Tips on Being an Emcee

Ten Rules
  1. Thou shalt be gracious above all else, even if provoked.
  2. Thou shalt do thy homework by learning something or use about the subject of your introduction, and by pronouncing all names, titles, etc., correctly.
  3. Thou shalt practice moderation, neither damning with faint nor fulsome praise.
  4. Thou shalt leave trumpeting to Gabriel and not toot thine own horn, nor hawk thine own wares.
  5. Thou shalt never do a routine, unless expressly asked to do so by the producer of the event (and maybe not even then).
  6. Thou shalt gather the energy in the room and direct it toward the Featured performer(s).

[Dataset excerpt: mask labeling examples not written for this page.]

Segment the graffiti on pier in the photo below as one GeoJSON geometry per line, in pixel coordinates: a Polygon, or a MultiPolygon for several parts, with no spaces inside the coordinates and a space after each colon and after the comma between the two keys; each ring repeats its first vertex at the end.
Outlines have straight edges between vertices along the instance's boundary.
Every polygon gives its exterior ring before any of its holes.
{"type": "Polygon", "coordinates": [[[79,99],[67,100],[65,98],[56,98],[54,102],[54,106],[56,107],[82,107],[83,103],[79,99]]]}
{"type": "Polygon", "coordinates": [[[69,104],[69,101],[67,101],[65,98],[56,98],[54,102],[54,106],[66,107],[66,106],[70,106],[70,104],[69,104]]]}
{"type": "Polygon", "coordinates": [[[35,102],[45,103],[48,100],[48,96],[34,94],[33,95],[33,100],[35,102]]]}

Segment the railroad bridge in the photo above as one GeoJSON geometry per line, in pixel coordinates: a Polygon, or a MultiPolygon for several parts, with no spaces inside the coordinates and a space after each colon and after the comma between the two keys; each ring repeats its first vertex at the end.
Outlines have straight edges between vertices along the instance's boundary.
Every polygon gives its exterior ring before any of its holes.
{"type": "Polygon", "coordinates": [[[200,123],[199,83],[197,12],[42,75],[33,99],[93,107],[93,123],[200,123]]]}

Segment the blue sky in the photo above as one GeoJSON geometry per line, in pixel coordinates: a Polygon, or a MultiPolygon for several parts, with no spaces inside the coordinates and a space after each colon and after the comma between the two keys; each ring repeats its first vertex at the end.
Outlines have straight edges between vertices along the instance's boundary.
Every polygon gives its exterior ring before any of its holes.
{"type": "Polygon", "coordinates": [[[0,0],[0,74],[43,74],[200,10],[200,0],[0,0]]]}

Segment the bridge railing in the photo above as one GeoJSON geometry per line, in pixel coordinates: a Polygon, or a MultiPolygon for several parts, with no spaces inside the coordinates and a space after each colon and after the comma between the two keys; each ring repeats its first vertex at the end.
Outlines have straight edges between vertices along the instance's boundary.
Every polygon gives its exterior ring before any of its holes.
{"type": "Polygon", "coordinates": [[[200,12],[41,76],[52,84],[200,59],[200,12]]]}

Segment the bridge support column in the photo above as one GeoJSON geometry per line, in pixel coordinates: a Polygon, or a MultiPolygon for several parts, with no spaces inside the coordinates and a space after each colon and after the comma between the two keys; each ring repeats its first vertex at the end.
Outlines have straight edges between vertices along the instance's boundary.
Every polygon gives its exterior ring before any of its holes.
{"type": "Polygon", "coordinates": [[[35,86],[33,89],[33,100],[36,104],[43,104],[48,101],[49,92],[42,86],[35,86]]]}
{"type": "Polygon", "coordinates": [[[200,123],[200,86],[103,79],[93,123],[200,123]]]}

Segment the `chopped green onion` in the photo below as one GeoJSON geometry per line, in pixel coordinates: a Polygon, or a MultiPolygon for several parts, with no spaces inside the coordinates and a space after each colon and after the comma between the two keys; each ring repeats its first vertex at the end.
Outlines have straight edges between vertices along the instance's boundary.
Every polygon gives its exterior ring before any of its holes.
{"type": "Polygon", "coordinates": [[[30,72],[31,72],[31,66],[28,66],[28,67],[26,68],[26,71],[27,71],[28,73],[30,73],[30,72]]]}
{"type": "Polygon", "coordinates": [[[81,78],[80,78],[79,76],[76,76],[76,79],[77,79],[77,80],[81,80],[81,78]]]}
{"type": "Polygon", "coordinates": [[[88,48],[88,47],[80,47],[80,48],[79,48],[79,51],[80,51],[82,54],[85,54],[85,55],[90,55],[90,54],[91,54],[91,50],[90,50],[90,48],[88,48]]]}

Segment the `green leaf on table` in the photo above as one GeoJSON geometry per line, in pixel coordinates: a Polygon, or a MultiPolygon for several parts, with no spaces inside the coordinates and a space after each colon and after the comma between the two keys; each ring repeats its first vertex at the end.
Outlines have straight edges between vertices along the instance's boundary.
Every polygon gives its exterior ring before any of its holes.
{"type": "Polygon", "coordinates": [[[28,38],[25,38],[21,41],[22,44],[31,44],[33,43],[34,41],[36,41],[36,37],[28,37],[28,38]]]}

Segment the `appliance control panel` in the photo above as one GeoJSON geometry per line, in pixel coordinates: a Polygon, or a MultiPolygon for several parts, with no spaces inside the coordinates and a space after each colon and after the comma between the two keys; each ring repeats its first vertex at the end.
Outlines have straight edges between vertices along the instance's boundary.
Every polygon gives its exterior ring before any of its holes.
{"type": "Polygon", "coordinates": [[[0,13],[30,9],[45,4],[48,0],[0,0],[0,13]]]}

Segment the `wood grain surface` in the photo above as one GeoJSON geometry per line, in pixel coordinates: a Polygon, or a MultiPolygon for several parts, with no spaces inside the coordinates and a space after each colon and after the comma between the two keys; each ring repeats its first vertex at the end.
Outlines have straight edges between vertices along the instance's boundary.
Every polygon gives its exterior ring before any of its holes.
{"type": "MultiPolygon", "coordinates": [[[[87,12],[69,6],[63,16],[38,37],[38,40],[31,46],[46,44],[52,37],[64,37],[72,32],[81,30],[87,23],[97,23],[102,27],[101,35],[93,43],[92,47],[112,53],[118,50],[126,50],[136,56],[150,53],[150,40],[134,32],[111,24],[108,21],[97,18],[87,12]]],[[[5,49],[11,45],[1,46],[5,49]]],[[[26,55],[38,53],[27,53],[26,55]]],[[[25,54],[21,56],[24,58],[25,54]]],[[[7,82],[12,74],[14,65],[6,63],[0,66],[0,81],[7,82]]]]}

Under no circumstances shall ye gather than energy for thyself and devour it.
  7. Thou shalt give the appearance of listening and enjoying the show, even while preparing for the next introduction.
  8. Thou shalt not strive unduly for eloquence (the better to gather admiration for oneself).
  9. Thou shalt not read aloud from the program, nor consult thy clipboard, scrap of paper or palm, except discreetly, when affecting en introduction.
  10. Thou shalt do thy job: get on and off with alacrity. Warm up the audience, tell them what gives and provide a pleasing wrap-up, which occasionally includes triage.

 

Things NOT to do
  1. Being rude to the performer, the audience or both.
  2. Neglecting the fundamentals: that the sound works, the performers have a chance to check it, that amenities (water, etc.) are present.
  3. Failing to find out what is important to the performer, and finding a way to work it into the introduction.
  4. Failing to inform the performer of time restrictions. ALSO, allowing the performer to exceed that limit by more than five minutes without talking turkey afterward; AND allowing that performer to exceed by more than eight minutes without interceding during the performance.
  5. Playing favorites In introductions: rewarding your pals, and barely acknowledging those who have not garnered your admiration.
  6. Making insider-only remarks; OR dwelling upon ones own relationship with the performer, thus making the audience feel that a terrific party went on, somewhere, without them.
  7. Making apologies for anything during the evening.

 

Important things
  1. Get to the venue on time.
  2. Accept and understand that the emcee decides the show order, and that everyone believes that s/he has the best performance to end the show.
  3. Resist the temptation to correct small errors In an introduction ("No, no I live on Third Avenue, not Boulevard); avoid getting into a spat over the emcee's choice of words to describe you. (A VERY useful tool is to give the Emcee a easily read piece to help introduce you. See "Introduction Sheet" section.)
  4. Tell the emcee what you are going to do. It unnerves an audience for you to tell them that you just can't decide what routines you're going to do for them, and then to stand there thinking really hard before you choose what to do and get started with the routine.
  5. Indulge the emcee's obsessive nature, and stay within his/her sight during the show, before you go on.
  6. Stay put while you're being introduced, instead of walking up behind the emcee while s/he is still introducing you.
  7. Refrain from making any self-serving announcements ("In case you didn't know, my new tape just won the Queen of the World Award and you can still get a copy?')
  8. Never, ever exceed your time. EVER!